Dans des pays comme la France ou la Belgique, le bilan de vingt années de politiques publiques plus participatives, plus inclusives, est plutôt mitigé1. Les difficultés rencontrées tiendraient en partie à de fortes inégalités dans les capacités des citoyens à se mobiliser dans des espaces publics institutionnalisés et à y faire entendre leur voix. Or, si une littérature existe sur les enjeux d’un travail d’« empowerment »2 ou de « capacitation »3 nécessaire au développement de ces expérimentations, le phénomène de l’incapacité d’une partie des citoyens visés et des conséquences de cette incapacité à la fois pour les individus concernés et pour les communautés politiques au sein desquelles ils tentent de s’engager, a suscité en lui-même relativement peu d’attention.
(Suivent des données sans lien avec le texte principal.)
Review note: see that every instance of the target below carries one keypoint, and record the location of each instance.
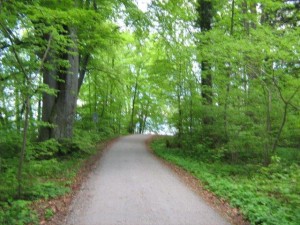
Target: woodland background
(221, 76)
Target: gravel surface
(130, 186)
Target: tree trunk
(59, 110)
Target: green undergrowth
(49, 171)
(265, 195)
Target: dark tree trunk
(204, 22)
(59, 110)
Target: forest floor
(128, 185)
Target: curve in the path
(131, 187)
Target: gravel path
(129, 186)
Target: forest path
(130, 186)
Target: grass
(265, 195)
(49, 172)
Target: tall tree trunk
(135, 93)
(59, 110)
(204, 22)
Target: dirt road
(131, 187)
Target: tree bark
(59, 110)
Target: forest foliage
(221, 76)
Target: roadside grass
(265, 195)
(49, 172)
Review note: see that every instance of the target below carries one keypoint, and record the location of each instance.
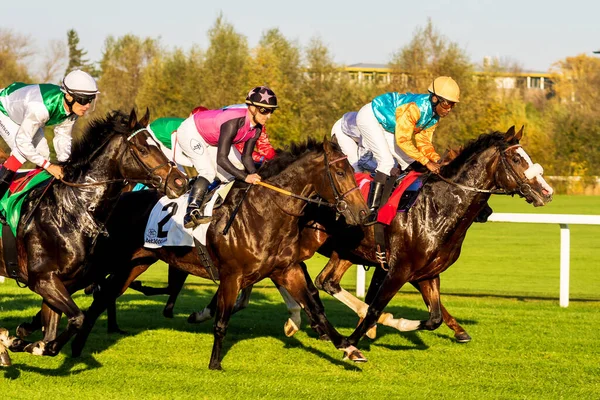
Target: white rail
(565, 244)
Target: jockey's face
(443, 106)
(260, 115)
(77, 108)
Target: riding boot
(375, 196)
(6, 178)
(193, 216)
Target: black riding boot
(6, 178)
(193, 216)
(375, 196)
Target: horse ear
(519, 134)
(510, 134)
(132, 119)
(146, 118)
(326, 145)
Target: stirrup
(195, 218)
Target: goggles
(83, 100)
(445, 104)
(265, 111)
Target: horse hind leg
(299, 285)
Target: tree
(77, 54)
(122, 66)
(225, 72)
(15, 49)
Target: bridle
(155, 181)
(523, 188)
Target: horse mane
(98, 132)
(285, 157)
(475, 146)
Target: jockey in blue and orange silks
(207, 138)
(396, 128)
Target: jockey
(398, 127)
(26, 109)
(207, 139)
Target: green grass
(503, 290)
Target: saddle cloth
(165, 224)
(388, 210)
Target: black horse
(263, 239)
(422, 243)
(59, 230)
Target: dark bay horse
(58, 231)
(423, 242)
(263, 241)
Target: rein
(149, 171)
(340, 205)
(494, 191)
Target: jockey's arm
(264, 147)
(35, 119)
(62, 139)
(407, 116)
(226, 136)
(424, 143)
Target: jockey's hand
(433, 167)
(252, 178)
(56, 171)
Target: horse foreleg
(299, 285)
(329, 281)
(389, 287)
(226, 294)
(177, 279)
(4, 356)
(57, 297)
(460, 334)
(292, 325)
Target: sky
(533, 34)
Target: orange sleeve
(424, 143)
(407, 116)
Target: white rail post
(360, 281)
(565, 255)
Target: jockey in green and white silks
(26, 109)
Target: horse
(262, 240)
(421, 243)
(62, 220)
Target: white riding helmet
(80, 83)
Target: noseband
(155, 181)
(523, 188)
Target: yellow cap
(445, 87)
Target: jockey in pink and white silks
(25, 109)
(207, 138)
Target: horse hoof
(353, 354)
(5, 359)
(37, 348)
(198, 317)
(22, 331)
(372, 332)
(4, 336)
(290, 328)
(462, 337)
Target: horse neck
(456, 208)
(301, 177)
(98, 199)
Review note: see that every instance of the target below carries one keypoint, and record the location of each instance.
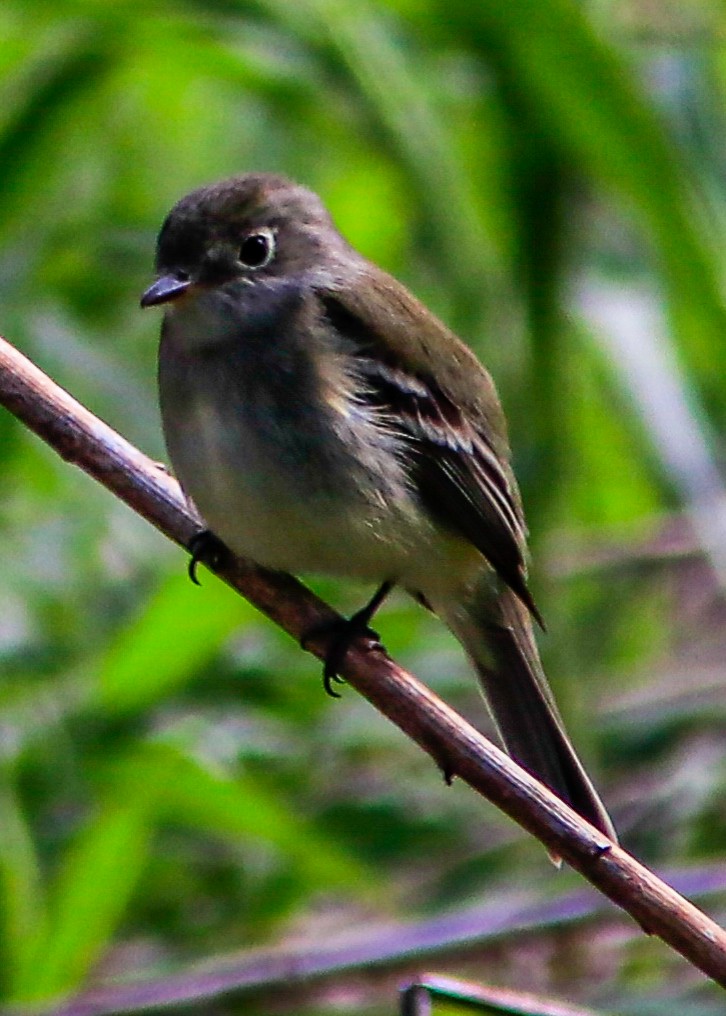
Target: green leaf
(180, 630)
Suite à un « tournant pragmatique » ayant invité le sociologue à « prendre les acteurs au sérieux » et à leur reconnaître des compétences de tous ordres4, il est devenu délicat de traiter d’engagements, de comportements, de discours radicalement inaptes à la vie publique ou à la discussion politique. Or quelques cas limites dans le domaine des politiques participatives (tels que ces dispositifs misant sur la participation d’enfants5, de personnes à faible niveau d’éducation, d’individus connaissant des problèmes de santé mentale, de personnes sans abri épuisées et fébriles6) nous incitent à aborder frontalement la question du « seuil de capacités » en-dessous duquel la démocratie « s’appauvrit »7, et en même temps à décrire et analyser ces situations dans lesquelles l’incapacité des personnes ou des groupes s’expose publiquement.

Avec ce dossier, nous cherchons à comprendre ou à expliquer ces incapacités à se mêler à des processus de discussion ou d’action collective, et la manière dont elles opèrent aujourd’hui au sein des institutions démocratiques, dans l’espace public urbain ou encore sur les lieux de travail. A travers les différentes contributions, la question de l’incapacité peut être traitée sous différents angles et à différentes échelles, selon que l’on s’intéresse plutôt à une incapacité à …
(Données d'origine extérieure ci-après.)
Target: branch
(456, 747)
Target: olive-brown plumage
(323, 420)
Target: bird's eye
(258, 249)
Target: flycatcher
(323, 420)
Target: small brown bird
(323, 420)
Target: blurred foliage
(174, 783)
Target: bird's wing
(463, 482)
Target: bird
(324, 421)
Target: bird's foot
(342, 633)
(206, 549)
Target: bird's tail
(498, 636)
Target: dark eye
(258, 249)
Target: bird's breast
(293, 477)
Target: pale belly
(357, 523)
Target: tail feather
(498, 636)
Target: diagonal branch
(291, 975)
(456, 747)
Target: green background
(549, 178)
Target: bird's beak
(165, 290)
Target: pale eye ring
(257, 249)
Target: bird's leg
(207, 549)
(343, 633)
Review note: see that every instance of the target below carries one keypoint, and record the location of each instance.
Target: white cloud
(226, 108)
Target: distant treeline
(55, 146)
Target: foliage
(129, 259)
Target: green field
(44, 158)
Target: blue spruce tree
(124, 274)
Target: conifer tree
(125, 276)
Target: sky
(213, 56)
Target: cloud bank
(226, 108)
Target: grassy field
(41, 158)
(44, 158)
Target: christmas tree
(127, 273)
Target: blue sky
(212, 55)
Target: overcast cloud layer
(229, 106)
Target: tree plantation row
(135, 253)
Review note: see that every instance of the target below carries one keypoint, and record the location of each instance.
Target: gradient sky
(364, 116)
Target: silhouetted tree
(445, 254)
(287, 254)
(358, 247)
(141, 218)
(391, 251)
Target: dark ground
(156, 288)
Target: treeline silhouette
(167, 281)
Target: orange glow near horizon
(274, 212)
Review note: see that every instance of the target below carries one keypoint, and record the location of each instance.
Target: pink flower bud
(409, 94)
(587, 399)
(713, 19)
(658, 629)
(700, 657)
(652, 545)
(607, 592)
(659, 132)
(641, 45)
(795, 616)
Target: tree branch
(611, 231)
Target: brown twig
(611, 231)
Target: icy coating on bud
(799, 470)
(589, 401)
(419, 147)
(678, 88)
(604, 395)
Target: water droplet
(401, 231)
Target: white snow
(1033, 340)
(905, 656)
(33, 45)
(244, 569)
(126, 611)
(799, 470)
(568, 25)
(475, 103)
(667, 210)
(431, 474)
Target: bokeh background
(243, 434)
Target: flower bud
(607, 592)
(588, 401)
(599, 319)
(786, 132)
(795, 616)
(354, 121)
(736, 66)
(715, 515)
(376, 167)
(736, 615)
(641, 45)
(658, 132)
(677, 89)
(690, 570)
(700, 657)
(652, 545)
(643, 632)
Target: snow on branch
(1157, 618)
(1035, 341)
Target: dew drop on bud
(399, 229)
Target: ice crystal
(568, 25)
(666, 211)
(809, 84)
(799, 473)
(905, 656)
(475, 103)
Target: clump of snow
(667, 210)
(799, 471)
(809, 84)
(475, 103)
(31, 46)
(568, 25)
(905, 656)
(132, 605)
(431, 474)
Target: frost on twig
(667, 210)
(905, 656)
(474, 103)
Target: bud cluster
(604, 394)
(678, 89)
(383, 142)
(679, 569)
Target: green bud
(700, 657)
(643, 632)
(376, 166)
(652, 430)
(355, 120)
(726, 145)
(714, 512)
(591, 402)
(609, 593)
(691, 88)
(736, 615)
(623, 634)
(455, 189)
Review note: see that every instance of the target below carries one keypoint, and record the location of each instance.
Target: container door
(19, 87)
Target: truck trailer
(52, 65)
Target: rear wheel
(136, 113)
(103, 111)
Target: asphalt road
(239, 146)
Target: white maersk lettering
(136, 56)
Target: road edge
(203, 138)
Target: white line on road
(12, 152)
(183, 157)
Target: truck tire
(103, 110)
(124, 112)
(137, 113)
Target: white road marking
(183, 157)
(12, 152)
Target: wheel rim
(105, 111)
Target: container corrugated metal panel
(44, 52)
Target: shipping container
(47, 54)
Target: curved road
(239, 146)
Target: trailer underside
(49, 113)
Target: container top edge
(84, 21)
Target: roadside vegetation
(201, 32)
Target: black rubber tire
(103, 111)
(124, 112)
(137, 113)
1) se maintenir et se comporter dans l’espace public. On pourra s’intéresser aux situations et aux modes d’engagement où, en-deçà même de la prise de parole, ce qui fait défaut concerne le « maintien de soi »8 et la sociabilité élémentaire du citadin9, cette aptitude des individus à se côtoyer et se mouvoir sans encombre dans l’espace public urbain, à y être à la fois présents et négligeables10.

2) ) apparaître et s’exprimer « en public ». Dans les circonstances d’un espace public politique qui est toujours également « espace d’apparition » (H. Arendt), c’est aussi « la capacité à se montrer en public sans honte »11 et à livrer un discours ou un argument devant un auditoire (avec la dimension de performance que cela implique) qui peut constituer un problème.
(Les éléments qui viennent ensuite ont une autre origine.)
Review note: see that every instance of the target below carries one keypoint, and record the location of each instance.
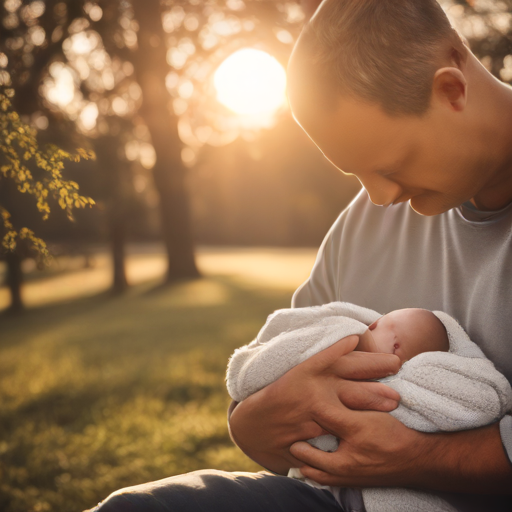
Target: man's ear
(450, 88)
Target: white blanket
(439, 391)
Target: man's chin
(428, 207)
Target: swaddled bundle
(440, 391)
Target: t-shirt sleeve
(506, 435)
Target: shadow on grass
(104, 392)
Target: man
(390, 93)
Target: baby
(445, 383)
(406, 333)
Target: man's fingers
(320, 476)
(365, 365)
(314, 457)
(371, 396)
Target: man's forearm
(472, 461)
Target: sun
(251, 82)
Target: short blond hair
(384, 51)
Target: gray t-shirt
(459, 262)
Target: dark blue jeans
(220, 491)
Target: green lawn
(100, 393)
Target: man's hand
(377, 450)
(267, 423)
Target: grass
(100, 393)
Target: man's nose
(382, 192)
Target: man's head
(382, 89)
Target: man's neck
(497, 192)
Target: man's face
(425, 160)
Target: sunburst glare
(251, 82)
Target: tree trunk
(118, 239)
(115, 175)
(151, 67)
(14, 281)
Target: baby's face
(406, 333)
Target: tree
(25, 168)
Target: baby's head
(406, 333)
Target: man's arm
(268, 422)
(378, 450)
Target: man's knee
(127, 501)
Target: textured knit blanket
(440, 391)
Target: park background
(113, 348)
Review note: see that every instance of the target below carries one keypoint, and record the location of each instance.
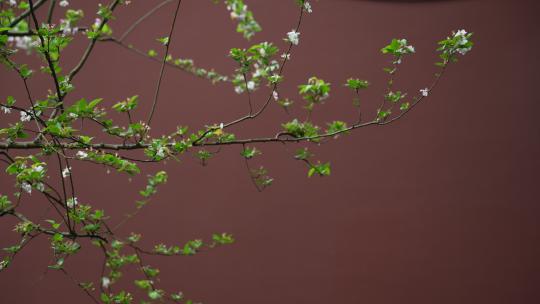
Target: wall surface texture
(440, 207)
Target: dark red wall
(441, 207)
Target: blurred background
(440, 207)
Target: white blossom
(6, 110)
(26, 187)
(251, 85)
(105, 282)
(66, 172)
(293, 37)
(82, 154)
(72, 202)
(25, 116)
(160, 152)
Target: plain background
(440, 207)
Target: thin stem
(162, 70)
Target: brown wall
(441, 207)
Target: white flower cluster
(293, 37)
(67, 29)
(6, 110)
(406, 49)
(238, 10)
(462, 45)
(72, 202)
(66, 172)
(81, 154)
(25, 117)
3) entrer en discussion autour de problèmes publics. Sera visée ici la difficulté pour des individus de s’engager publiquement, de se préoccuper de questions publiques et d’entrer en discussion autour de questions publiques (J. Bohman parle de « pauvreté politique »12,

N. Eliasoph d’ « évitement du politique »13), ou à le faire de manière vaine et disqualifiante (la « critique en régime d’impuissance » mise en évidence par Cardon et Heurtin14, suite aux travaux de Boltanski sur la dénonciation15.

4) traduire une souffrance ou un trouble personnel en un problème de portée publique. Ici, l’incapacité renvoie plutôt au « déficit sémiotique »16 que rencontre celui qui peine à traduire dans un discours ou une critique – dans un « régime de justification » – des souffrances personnelles ou des troubles touchant à des attachements familiers17.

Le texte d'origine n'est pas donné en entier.